I won. Over the years, we've had all kinds of pets, and the furry ones were all inside pets, and members of the family. And all of the pets, from the littlest to the biggest, from the scaled to the feathered, taught me lessons. Like the fish. I started out with goldfish in a largish goldfish bowl, then moved to a 5 gallon tank with a variety of fresh water fish, then a 10 gallon tank, and our older son had a salt water tank in his room. What in the world can you learn from having fish in your home? I'm glad you asked.

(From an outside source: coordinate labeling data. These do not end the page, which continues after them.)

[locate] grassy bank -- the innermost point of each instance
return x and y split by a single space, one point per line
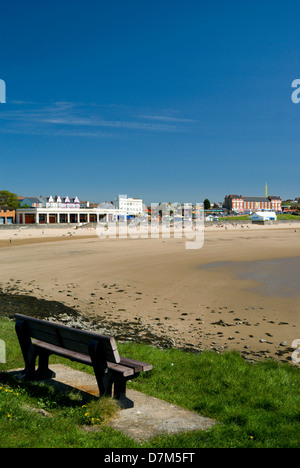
257 405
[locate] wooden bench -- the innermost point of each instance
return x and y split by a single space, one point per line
41 338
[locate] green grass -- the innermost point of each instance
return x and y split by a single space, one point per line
256 405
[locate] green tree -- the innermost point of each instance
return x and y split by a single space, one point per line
206 204
8 199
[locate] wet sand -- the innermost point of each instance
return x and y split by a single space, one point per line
195 299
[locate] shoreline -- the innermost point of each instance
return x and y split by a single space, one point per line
154 289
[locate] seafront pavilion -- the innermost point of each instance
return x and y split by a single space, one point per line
42 215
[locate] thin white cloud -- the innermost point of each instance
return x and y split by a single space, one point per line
53 117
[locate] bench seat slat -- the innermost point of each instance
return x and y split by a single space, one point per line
70 338
82 358
138 366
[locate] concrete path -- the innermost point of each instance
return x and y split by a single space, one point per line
149 416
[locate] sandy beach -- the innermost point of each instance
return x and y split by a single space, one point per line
217 297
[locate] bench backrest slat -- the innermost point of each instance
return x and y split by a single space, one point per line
69 338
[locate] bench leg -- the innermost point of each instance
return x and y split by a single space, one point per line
28 350
103 376
120 390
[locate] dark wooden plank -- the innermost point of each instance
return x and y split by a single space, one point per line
124 370
137 365
69 338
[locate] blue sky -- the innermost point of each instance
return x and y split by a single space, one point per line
170 100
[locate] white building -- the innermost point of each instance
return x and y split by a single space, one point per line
57 210
132 206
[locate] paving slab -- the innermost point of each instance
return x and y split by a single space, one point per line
148 417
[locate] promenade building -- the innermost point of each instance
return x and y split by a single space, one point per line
7 215
239 203
59 210
132 206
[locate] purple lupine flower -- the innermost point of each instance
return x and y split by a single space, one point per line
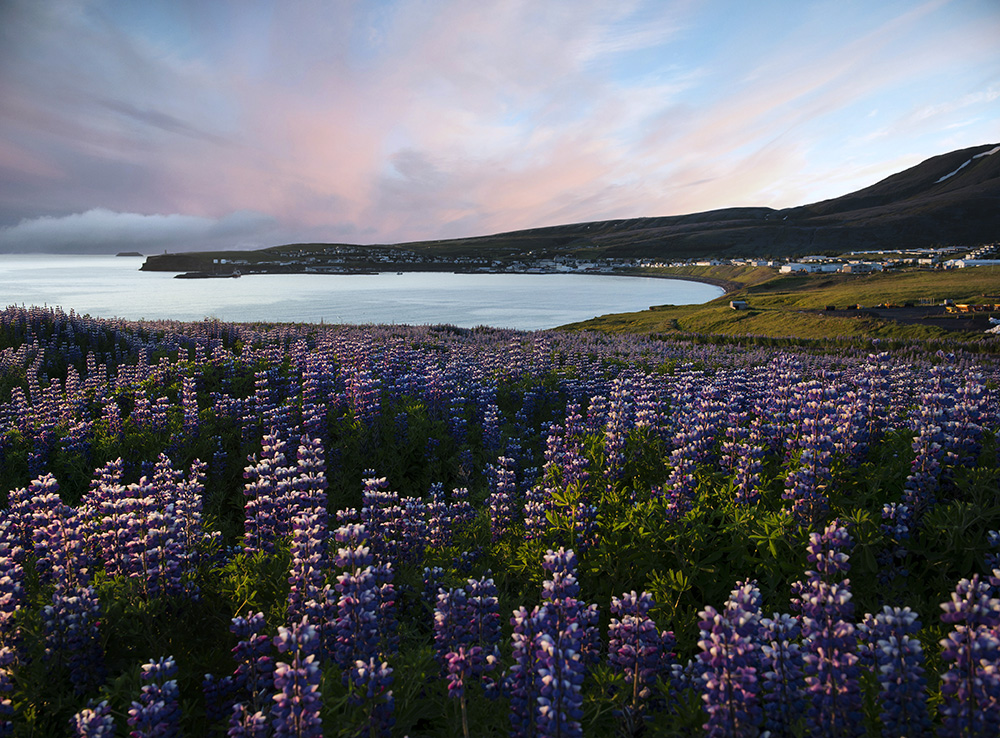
468 619
503 497
729 655
93 722
370 681
253 677
970 688
830 644
309 566
297 700
157 713
552 647
781 678
72 640
899 662
264 515
521 682
636 648
356 631
246 724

  1. Pillow-fighting can break fish tanks. At least, they can when father and sons are so busy whopping each other with pillows, they don't happen to notice the big heavy vase sitting next to the tank. And wouldn't you know it? Aquarium glass doesn't seem to stand a chance against a heavy vase.
  2. Ten gallons may not sound like very much, but believe me, when the glass in a ten gallon aquarium breaks, that's a LOT of water flooding the floor. Not to mention glass, fish, and in our case,  flowers.
  3. Fish end up doing the dead man's float when children experiment with the thermostat.
  4. Salt water spray abso-freaking-lutely destroys drywall.
  5. The most expensive salt-water fish are usually the first to die. Or to get eaten by one of the cheapies.
  6. I don't like feeding live minnows to an eel, which, by the way, also has an inordinate tendency to eat the most expensive fish in the tank.
Okay, that's enough pontifications for a beautiful Saturday afternoon. Time to feed the cats. But first, how about you? Are you a pet person? They're the sweetest icing on the cake, aren't they?

Until next time, take care of yourselves. And each other.

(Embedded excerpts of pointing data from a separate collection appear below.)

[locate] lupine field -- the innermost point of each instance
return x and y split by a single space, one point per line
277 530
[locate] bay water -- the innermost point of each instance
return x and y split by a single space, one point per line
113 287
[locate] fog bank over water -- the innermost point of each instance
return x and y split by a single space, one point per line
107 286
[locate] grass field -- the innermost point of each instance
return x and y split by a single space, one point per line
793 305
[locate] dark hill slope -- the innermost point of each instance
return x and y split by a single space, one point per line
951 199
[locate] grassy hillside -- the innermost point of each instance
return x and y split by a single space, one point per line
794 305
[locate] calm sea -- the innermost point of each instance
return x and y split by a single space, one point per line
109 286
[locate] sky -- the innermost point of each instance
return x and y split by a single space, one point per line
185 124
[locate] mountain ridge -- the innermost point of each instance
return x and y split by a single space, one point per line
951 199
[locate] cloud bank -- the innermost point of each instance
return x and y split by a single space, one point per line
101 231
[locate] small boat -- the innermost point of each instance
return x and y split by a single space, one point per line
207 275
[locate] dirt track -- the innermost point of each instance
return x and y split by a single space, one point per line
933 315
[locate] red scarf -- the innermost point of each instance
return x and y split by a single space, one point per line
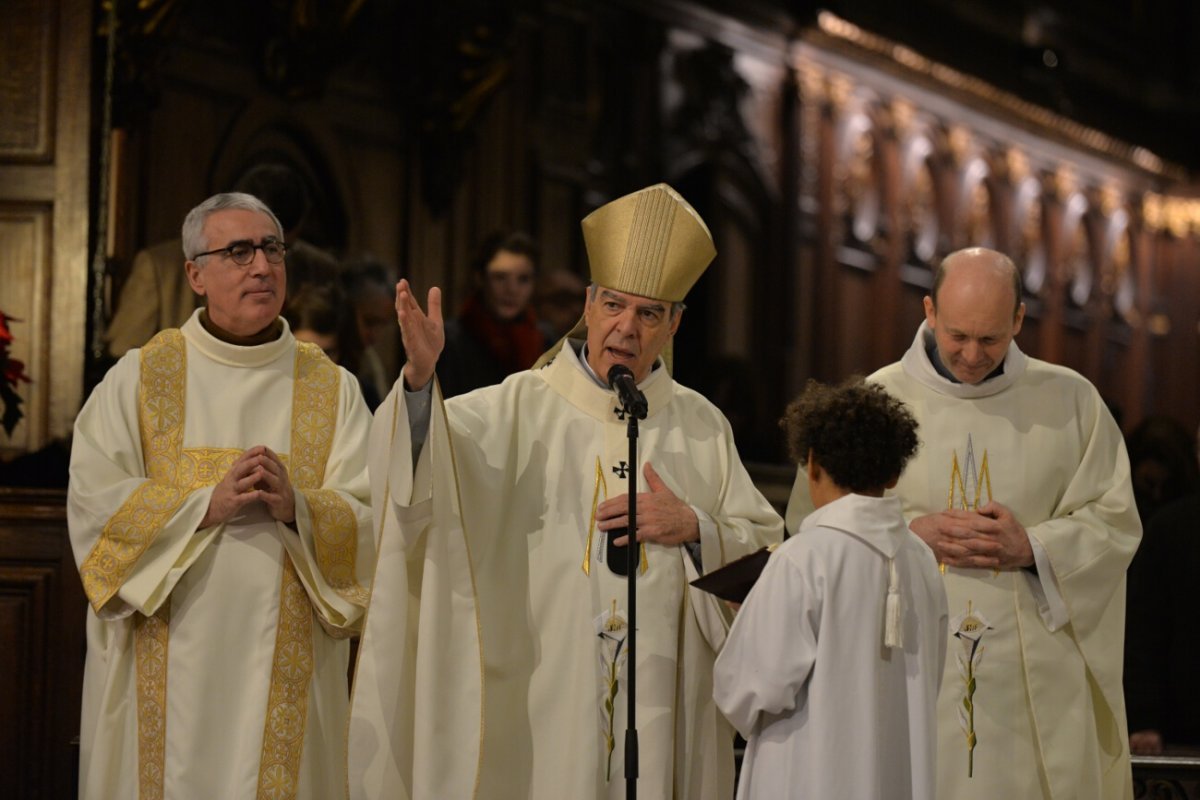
515 344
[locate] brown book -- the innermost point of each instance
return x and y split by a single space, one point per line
733 581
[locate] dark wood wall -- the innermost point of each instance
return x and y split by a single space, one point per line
41 659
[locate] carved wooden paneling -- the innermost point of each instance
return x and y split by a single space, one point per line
45 156
42 612
24 271
27 80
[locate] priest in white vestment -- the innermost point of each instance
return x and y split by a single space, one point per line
1021 488
493 659
833 663
219 512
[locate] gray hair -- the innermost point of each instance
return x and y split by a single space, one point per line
192 234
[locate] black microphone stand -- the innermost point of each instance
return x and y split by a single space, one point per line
631 654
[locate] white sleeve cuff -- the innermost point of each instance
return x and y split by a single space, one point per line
1045 589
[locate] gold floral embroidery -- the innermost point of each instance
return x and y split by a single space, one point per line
967 485
313 422
150 639
287 707
130 531
336 539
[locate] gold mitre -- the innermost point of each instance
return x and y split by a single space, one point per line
651 244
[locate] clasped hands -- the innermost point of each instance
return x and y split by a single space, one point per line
258 474
661 517
989 537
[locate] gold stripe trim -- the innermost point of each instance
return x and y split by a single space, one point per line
592 523
287 708
150 641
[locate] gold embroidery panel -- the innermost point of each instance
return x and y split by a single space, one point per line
287 708
150 641
130 531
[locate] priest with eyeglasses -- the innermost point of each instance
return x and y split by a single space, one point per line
219 513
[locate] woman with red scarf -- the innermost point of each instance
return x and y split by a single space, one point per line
496 334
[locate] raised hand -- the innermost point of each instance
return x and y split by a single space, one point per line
424 336
661 516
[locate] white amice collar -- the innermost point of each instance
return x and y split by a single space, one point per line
237 355
917 365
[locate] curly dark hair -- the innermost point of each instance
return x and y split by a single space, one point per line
859 433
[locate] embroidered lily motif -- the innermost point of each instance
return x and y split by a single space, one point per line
612 627
969 629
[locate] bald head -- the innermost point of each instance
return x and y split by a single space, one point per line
982 262
973 311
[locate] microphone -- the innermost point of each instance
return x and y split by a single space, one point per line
621 379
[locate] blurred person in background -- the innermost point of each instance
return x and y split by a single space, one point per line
496 332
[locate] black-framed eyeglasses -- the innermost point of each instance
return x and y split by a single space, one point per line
243 252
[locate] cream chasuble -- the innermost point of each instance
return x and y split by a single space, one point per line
1043 653
492 662
216 657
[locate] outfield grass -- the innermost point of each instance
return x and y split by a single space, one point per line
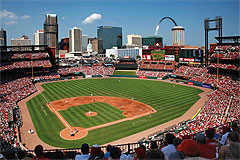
106 113
171 102
124 73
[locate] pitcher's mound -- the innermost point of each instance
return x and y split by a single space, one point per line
91 114
80 133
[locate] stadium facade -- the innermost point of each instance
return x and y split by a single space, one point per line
110 36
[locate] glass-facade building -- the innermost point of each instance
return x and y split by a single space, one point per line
149 41
110 36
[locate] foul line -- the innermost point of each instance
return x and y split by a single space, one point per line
139 121
175 104
58 115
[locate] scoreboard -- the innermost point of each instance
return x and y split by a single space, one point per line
193 56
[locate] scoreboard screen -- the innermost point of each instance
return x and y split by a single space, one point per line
190 55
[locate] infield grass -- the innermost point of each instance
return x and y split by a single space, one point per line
124 73
170 102
75 115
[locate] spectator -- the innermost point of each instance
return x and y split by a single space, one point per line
58 155
115 153
153 145
38 150
140 154
205 150
211 141
224 135
96 152
230 151
170 147
107 154
177 154
155 154
189 148
85 152
21 154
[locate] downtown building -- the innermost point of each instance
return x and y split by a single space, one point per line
51 33
38 39
23 41
134 41
75 40
110 36
97 45
3 37
178 36
84 42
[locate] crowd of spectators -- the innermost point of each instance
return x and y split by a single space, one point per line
87 70
144 73
225 66
25 64
157 65
38 55
202 145
11 93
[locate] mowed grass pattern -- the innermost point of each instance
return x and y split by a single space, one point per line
170 102
75 115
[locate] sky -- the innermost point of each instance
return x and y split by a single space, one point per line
24 17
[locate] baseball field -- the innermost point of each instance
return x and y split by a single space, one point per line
60 106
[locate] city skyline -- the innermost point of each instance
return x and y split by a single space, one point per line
135 17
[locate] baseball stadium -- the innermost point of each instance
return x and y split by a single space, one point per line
125 103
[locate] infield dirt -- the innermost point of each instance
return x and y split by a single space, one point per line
31 140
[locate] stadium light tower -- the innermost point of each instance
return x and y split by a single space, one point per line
157 28
207 28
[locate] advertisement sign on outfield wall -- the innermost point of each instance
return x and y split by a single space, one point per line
146 57
206 86
169 58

Weirdest news story of the week: Sheridan Simove, a British writer, finally found marketing success with his latest book. On this week, his book outsold both the Harry Potter books and The DaVinci Code. Impressive, huh? His book, entitled What Every Man Thinks About Apart From Sex, has a fine cover ... and  200 blank pages. (Now, why didn't I think of that?)

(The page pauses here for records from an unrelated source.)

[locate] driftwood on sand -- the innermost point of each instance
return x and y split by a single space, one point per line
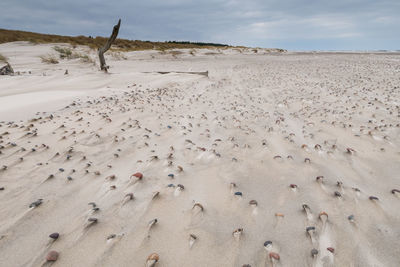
107 46
204 73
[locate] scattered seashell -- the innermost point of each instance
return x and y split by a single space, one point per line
54 236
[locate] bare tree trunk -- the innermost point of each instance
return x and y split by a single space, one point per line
107 46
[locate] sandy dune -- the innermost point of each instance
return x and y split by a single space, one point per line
273 160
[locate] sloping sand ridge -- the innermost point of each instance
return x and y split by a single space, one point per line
273 160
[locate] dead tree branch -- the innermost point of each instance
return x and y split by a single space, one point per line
107 46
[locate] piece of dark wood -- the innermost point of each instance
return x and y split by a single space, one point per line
107 46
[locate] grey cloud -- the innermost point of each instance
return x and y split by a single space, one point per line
301 24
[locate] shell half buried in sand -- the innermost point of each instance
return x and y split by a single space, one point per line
152 259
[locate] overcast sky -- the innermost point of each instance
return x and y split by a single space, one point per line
289 24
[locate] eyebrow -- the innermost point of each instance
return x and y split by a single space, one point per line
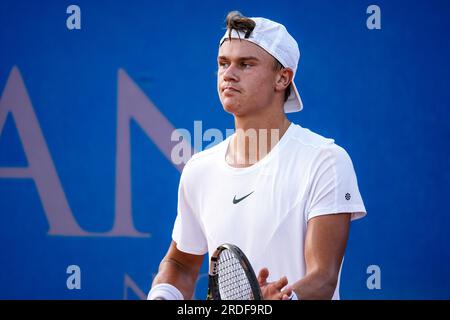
239 59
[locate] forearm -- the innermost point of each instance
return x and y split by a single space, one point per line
318 285
172 272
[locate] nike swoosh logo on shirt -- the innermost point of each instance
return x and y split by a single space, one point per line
240 199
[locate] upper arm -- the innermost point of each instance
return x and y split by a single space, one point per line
326 239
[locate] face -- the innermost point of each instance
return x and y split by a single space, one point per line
246 77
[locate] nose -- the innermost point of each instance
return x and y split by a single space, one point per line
230 74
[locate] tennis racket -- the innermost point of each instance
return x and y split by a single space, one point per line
231 277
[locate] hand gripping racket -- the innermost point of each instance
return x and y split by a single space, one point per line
231 277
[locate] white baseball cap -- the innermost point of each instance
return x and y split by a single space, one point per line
276 40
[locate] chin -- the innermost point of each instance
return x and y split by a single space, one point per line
230 106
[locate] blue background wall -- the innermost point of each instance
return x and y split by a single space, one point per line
382 94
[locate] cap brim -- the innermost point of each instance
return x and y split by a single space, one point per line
294 102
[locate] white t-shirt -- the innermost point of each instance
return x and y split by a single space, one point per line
264 208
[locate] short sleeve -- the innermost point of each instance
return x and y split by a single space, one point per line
333 185
187 231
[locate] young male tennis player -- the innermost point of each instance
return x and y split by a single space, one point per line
281 193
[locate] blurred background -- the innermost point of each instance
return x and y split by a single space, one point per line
91 94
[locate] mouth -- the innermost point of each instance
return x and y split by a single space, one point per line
229 89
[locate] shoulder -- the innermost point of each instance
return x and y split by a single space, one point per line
319 148
201 162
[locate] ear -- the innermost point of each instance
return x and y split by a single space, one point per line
283 79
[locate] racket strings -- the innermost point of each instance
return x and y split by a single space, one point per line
232 279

  1. LOL! Wish I'd thought of that book idea, too.

    We currently have a part-time cat. She actually belongs to the neighbors, but she likes us better. ;)

    We haven't yet replaced our two cats who died several years ago, mainly because our daughter and son-in-law often visit with our "grand-kitties." We're trying to avoid all the hissing that would entail if we had our own cats here, feeling all territorial.

  2. We have one of those part-time cats, too. Before we realized he had a home, we started feeding him, so you know how that story goes. Now, he's here first thing every morning, all but knocking on the front door to demand his can of food. Does tricks for it, too. And eats like he's starving to death. (His owners probably wonder why he doesn't seem to have much of an appetite ...)

  3. Yeah, that's how it started with our PT cat, too. I just hope our neighbors don't sue us for alienation of kitty affections. ;)

    BTW, are you on Twitter? It's a good way to "advertise" your blog, and direct a little traffic this way. You're a good writer. More people should be reading you. :)

  4. Hi.

    Although I do "toot" every now and then, I've never tried tweeting. HA!

    Don't have a cell phone or any of those fancy hand-held gadgets, and I honestly don't know if I can even participate in something like twitter with nothing but my PC and laptop. (Others may have their PDAs; my hubby and I have our PADs... and pencils.)

    To be perfectly honest, I worry about how much time would go into maintaining a twitter account, or even a facebook account. Just trying to keep up with this blog and with the blogs I follow takes up so much time, the WIP time has gone into the toilet. And it doesn't make much sense to build a platform if there's never a book for them to dive into, ya know?

    It'd be nice to pick up a few more readers, so I may end up having to "advertise". In time. In the meantime, thanks for making nice about my writing. I read your post yesterday before going to the doctor, and it really made my day. Thanks for that.